Mayor Zohran Mamdani told every New Yorker to crank their AC to 78 degrees to save the power grid — but his own City Hall couldn't be bothered, with indoor temperatures plummeting to a sweater-worthy 54 degrees while the city roasted outside.
The mandate class always exempts itself. Mamdani took to X Wednesday to declare that city buildings would "lead by example," maintaining the 78-degree rule, dimming lights, and powering down non-essential equipment. The reality inside the marble halls told a different story entirely.
New York Post reporters armed with an infrared thermometer tested 20 spots inside City Hall and other municipal buildings they could access. All but five came in below the Mamdani-approved benchmark. Near the mayor's second-floor office, the Rotunda, the Governors' Room, and the City Council chambers all registered 77 degrees around noon — close enough, perhaps. But by late afternoon, the building turned into an icebox. Outside Mamdani's office, the temperature dropped to 74. The Rotunda fell to 64. Near the first-floor press office, one reading hit 62. And the air drafting from the AC unit in the press radio room tested at a bone-chilling 54 degrees — 24 degrees colder than what the mayor demands of you.

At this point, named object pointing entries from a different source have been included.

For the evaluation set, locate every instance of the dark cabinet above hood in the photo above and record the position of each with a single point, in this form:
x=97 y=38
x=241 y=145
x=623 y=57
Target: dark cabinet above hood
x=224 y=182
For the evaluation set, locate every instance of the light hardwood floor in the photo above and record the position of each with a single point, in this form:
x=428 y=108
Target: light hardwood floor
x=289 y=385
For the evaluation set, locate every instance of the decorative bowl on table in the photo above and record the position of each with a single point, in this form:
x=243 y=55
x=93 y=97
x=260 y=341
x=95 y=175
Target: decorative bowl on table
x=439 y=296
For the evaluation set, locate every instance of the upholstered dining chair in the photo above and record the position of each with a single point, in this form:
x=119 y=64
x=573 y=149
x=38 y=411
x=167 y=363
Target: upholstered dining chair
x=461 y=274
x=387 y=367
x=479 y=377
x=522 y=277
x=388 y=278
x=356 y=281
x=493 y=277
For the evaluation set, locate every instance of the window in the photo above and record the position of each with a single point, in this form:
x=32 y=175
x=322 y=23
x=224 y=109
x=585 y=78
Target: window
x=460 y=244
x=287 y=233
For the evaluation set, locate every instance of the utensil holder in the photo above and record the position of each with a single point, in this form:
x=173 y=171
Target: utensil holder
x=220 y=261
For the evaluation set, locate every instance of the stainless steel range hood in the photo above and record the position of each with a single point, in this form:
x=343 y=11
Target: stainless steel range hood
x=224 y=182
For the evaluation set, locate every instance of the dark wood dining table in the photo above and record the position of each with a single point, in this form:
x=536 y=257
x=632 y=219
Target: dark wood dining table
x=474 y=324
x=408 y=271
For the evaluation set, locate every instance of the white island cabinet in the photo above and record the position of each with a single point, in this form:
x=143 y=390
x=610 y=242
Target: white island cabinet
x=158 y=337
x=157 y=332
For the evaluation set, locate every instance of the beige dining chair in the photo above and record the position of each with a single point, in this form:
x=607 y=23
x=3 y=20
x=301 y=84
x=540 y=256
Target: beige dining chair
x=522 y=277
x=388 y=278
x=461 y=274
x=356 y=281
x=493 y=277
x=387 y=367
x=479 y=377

"Maybe the mayor shouldn't tell New Yorkers to sacrifice their comfort if he isn't willing to do the same," said City Council minority leader David Carr, the Staten Island Republican, in a statement that states the obvious.
Staff in several municipal buildings — including sanitation and health offices — blocked Post reporters from entering once they learned about the temperature testing. Transparency in action.
To be fair, Mamdani isn't the first New York mayor to issue the 78-degree ask. The Post notes both Eric Adams and Bill de Blasio gave the same guidance during past heat waves, and the U.S. Department of Energy recommends 75 to 78 degrees for summer cooling. The difference is that neither Adams nor de Blasio had their own municipal offices flagrantly ignoring the guidance within 24 hours of issuing it.
The episode reveals the core dynamic of green authoritarianism: the people who impose energy restrictions never expect to live under them. Mamdani's social media post framed the 78-degree rule as shared sacrifice to avert Con Edison blackouts. But when the cameras weren't rolling, his own staff cranked the AC so low that reporters needed jackets — in the middle of a heat wave that pushed Central Park past 100 degrees for the first time in over a decade.
The mandate class sweats you while they cool off. The only question is whether New Yorkers will keep accepting the arrangement.